If you're adding items in a loop in another thread then you cannot predict the exact size, but it should be fine for monitoring purposes.

finnw
+3  A: 

All Vector methods are synchronized themselves, so as long as you are only synchronizing around a single method, your own synchronization is not necessary. If you have several method calls, which depend on each other, e.g. something like vec.get(vec.size()-2) to get the second last element, you have to use your own synchronization since otherwise, the vector may change between vec.size() and vec.get().

jarnbjo
A: 

Each of the methods of java.util.Vector is synchronized, so this won't cause any problems for something that is just logging the size.

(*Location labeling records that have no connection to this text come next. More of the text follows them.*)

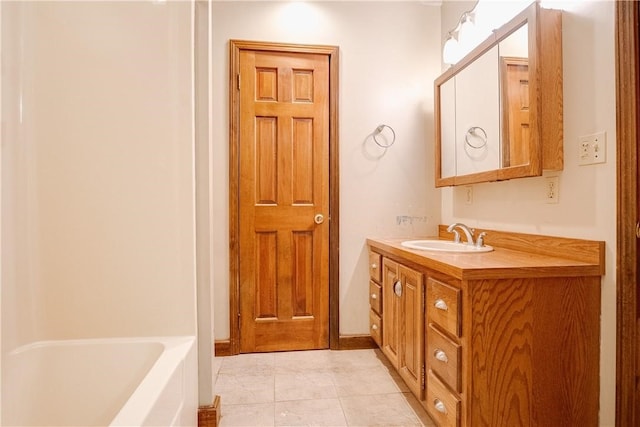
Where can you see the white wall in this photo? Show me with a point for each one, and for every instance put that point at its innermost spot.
(97, 170)
(587, 194)
(389, 57)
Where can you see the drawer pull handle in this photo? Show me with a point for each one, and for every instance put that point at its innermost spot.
(440, 355)
(397, 288)
(437, 403)
(441, 305)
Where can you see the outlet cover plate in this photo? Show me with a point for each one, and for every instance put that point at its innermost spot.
(592, 149)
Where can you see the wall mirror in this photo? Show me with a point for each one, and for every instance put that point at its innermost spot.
(498, 112)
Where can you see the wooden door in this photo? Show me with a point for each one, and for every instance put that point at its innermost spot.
(283, 200)
(515, 111)
(390, 312)
(628, 207)
(411, 361)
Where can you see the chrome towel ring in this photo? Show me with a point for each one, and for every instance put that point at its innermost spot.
(477, 134)
(378, 131)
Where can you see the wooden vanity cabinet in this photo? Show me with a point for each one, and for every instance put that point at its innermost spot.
(403, 316)
(375, 297)
(506, 338)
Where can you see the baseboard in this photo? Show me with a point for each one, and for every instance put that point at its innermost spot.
(222, 348)
(355, 342)
(345, 342)
(209, 416)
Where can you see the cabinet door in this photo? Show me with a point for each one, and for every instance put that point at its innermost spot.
(478, 108)
(390, 311)
(411, 315)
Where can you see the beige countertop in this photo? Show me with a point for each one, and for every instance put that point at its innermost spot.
(499, 263)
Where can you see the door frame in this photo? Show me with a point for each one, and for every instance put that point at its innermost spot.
(235, 46)
(627, 121)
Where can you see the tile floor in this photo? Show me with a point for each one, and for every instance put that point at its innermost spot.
(314, 388)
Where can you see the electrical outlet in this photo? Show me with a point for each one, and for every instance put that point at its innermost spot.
(552, 189)
(468, 195)
(592, 149)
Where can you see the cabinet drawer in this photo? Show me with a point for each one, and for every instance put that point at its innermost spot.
(443, 306)
(375, 297)
(375, 327)
(375, 266)
(441, 404)
(443, 356)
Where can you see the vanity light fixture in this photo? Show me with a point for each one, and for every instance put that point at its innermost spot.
(477, 24)
(460, 40)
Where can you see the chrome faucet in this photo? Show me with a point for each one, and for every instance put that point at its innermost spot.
(467, 231)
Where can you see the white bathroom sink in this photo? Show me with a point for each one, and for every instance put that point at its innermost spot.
(444, 246)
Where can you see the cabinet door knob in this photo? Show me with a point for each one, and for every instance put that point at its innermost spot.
(440, 355)
(440, 304)
(397, 288)
(439, 405)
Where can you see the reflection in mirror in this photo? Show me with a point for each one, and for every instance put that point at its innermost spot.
(498, 111)
(514, 87)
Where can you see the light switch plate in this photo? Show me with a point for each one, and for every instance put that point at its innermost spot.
(592, 149)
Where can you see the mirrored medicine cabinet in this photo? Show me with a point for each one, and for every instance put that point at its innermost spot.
(498, 112)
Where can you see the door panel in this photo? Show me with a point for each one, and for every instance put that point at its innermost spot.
(411, 365)
(284, 184)
(390, 312)
(515, 101)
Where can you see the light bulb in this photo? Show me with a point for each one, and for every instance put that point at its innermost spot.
(451, 51)
(467, 36)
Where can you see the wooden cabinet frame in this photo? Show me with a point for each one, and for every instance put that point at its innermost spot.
(545, 97)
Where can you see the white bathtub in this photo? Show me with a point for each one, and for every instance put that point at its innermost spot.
(100, 382)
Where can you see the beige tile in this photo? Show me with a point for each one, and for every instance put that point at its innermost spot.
(362, 381)
(319, 412)
(303, 361)
(301, 386)
(244, 389)
(247, 415)
(379, 410)
(253, 363)
(356, 359)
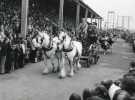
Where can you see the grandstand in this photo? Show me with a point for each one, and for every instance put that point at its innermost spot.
(65, 14)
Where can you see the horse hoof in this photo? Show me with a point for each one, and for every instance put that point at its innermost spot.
(71, 75)
(61, 77)
(45, 72)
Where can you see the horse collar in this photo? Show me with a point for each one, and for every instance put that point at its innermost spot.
(69, 49)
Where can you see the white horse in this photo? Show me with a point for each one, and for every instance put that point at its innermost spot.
(72, 50)
(49, 46)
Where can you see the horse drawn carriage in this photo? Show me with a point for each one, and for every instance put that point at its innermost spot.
(90, 46)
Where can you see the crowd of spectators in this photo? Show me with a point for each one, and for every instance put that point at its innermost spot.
(120, 89)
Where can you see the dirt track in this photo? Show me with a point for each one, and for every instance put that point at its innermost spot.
(29, 83)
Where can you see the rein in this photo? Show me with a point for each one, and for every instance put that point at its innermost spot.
(49, 47)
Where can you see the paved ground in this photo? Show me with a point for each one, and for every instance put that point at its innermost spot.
(29, 84)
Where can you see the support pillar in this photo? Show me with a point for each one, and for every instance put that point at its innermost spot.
(86, 14)
(24, 17)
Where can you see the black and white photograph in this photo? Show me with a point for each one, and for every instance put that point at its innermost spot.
(67, 49)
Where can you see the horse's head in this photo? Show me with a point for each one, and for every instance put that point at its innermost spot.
(62, 35)
(56, 42)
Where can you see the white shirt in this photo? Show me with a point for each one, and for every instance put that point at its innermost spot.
(112, 90)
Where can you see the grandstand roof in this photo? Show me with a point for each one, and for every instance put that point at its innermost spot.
(90, 9)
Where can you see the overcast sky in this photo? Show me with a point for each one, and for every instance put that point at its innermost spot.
(121, 8)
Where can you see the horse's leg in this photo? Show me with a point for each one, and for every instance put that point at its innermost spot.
(71, 68)
(78, 63)
(62, 68)
(46, 69)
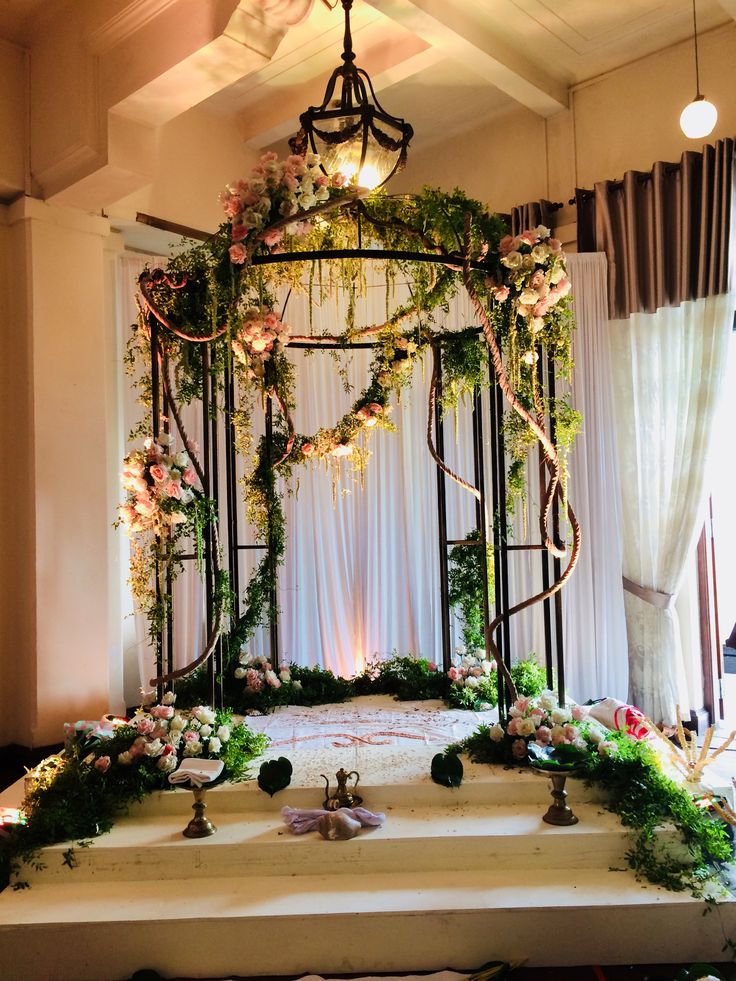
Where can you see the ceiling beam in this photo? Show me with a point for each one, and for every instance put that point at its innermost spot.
(454, 30)
(729, 6)
(275, 116)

To improve performance you may be better off replacing your Vector with an ArrayList. The methods of ArrayList aren't synchronized, so you would need to synchronize all access yourself.

Phil Ross
Which performance improvements do you expect if you replace the syncrhonized Vector class with an unsynchronized ArrayList and add your own synchronization around all method calls on the ArrayList?
jarnbjo
In many cases, single-method synchronization is insufficient, so you have to do your own synchronization anyway. Using Vector, you'd then end up synchronizing twice.
Michael Borgwardt
How much performance impact do you expect from the "double" synchronization if you implement something like `synchronized(vec) {vec.get(vec.size()-2);}`?
jarnbjo
If you manually synchronize on the vector itself, then the overhead is negligible. If you're synchronizing on another object, then there is more of an overhead (I've just done some quick tests that show ArrayList to be about 25% faster in this situation with no thread contention).
Phil Ross
A: 

Mind that you can always obtain a synchronized version of a collection by using Collections.synchronizedCollection(Collection<T> c) static method..

Jack
In this case the collection is a List, so Collections.synchronizedList(List<T> c) would be better.
finnw
A: 

There's no point whatsoever doing anything with a Vector in a synchronized block, because a Vector is already thread-safe. In fact, this practice could possibly lead to deadlocks/starvation, as your synchronized block may not be acquiring the same lock as that used internally by Vector.

In short, if you need a thread-safe implementation of List, there are much better options available in the JDK libraries. For example, if you need a thread-safe List which is frequently read and infrequently written (a common case) CopyOnWriteArrayList generally offers better performance than Vector.